Of disconcert, an unconfirmed PDF document, purported to be manifesto of Halle, Germany attacker Stephan Balliet, emerged online, showing pictures of the weapons and ammunition he used and reference to his live stream. States objective to “kill as many anti-whites as possible, Jews preferred,’ the missive is alleged to say.

Rise of East German violence:

The former East Germany, where today’s attack took place, has been particularly susceptible to far-right violence since reunification in 1990.   

Just last month, a neo-Nazi ‘terrorist’ cell based in the eastern town of Chemnitz was put on trial accused of plotting a violent political uprising in Germany. 

Israeli Prime Minister Benjamin Netanyahu also condemned today’s attack, saying it was ‘a new expression of anti-Semitism on the rise in Europe’. 

Josef Schuster, president of the Central Council of Jews in Germany, said it was a ‘deep shock for all Jews in Germany’. 

‘This act in Halle on the highest Jewish holiday Yom Kippur has deeply troubled and scared our community,’ Schuster, Mr Schuster said in a statement.

‘The brutality of the attack surpasses everything we have seen in recent years and is a deep shock for all Jews in Germany. The fact a synagogue was not protected by police on a holiday like Yom Kippur is a scandal.’ 

World Jewish Congress chief Ronald Lauder said Germany needs to deliver with ‘action rather than words’ and provide Jewish institutions the protection they need. 

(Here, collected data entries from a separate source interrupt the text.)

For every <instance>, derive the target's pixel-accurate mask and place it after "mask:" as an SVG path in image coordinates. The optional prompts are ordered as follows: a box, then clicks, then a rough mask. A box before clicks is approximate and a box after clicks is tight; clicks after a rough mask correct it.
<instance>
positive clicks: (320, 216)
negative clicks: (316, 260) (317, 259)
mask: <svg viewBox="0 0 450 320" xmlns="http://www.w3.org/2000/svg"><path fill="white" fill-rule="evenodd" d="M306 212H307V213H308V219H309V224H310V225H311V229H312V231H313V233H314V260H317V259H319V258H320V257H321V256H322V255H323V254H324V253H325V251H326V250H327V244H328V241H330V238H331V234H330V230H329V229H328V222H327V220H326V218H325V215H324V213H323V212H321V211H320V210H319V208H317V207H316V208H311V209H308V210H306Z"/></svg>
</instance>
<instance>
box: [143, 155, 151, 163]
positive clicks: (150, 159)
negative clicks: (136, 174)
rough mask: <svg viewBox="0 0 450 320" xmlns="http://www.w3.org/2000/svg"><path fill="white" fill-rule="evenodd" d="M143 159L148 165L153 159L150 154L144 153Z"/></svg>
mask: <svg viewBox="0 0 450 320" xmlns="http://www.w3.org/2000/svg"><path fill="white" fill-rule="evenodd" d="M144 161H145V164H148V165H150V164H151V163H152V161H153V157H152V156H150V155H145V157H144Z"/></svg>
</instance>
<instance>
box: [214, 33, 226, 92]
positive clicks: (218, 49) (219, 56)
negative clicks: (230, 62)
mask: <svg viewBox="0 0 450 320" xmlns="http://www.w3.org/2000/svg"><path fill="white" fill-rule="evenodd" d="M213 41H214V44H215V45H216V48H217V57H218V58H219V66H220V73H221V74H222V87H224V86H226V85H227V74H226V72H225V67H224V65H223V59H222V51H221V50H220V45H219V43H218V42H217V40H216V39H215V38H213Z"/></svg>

The incident led to armed police being deployed around synagogues in Leipzig – where an emergency alert was briefly issued before being revoked – and in Dresden, around 90 miles away.

Security was also increased at Jewish sites in Berlin, though no specific threat had been identified. 

German anti-terror prosecutors said they were taking the lead in investigating the shooting, after Jewish leaders said their synagogue was targeted.

The investigation will be a murder probe. 

German policy questioned:

Wednesday’s shootings came three months after the shocking assassination-style murder of local pro-migrant politician Walter Luebcke in the western city of Kassel, allegedly by a known neo-Nazi suspect, Stephan Ernst.

Luebcke’s killing has deeply shaken Germany, raising questions about whether it has failed to take seriously a rising threat from right-wing extremists.

Investigators have been probing the extent of Ernst’s neo-Nazi ties and whether he had links to the far-right militant cell National Socialist Underground (NSU).

Interior Minister Horst Seehofer last month warned of the rising danger of the militant far right, calling it ‘as big a threat as radical Islamism’.

Seehofer said that police had uncovered 1,091 weapons including firearms and explosives during probes of crimes linked to the far right last year, far more than in 2017 when 676 were found.

At the same time, Germany has also been on high alert following several jihadist attacks in recent years claimed by the Islamic State group.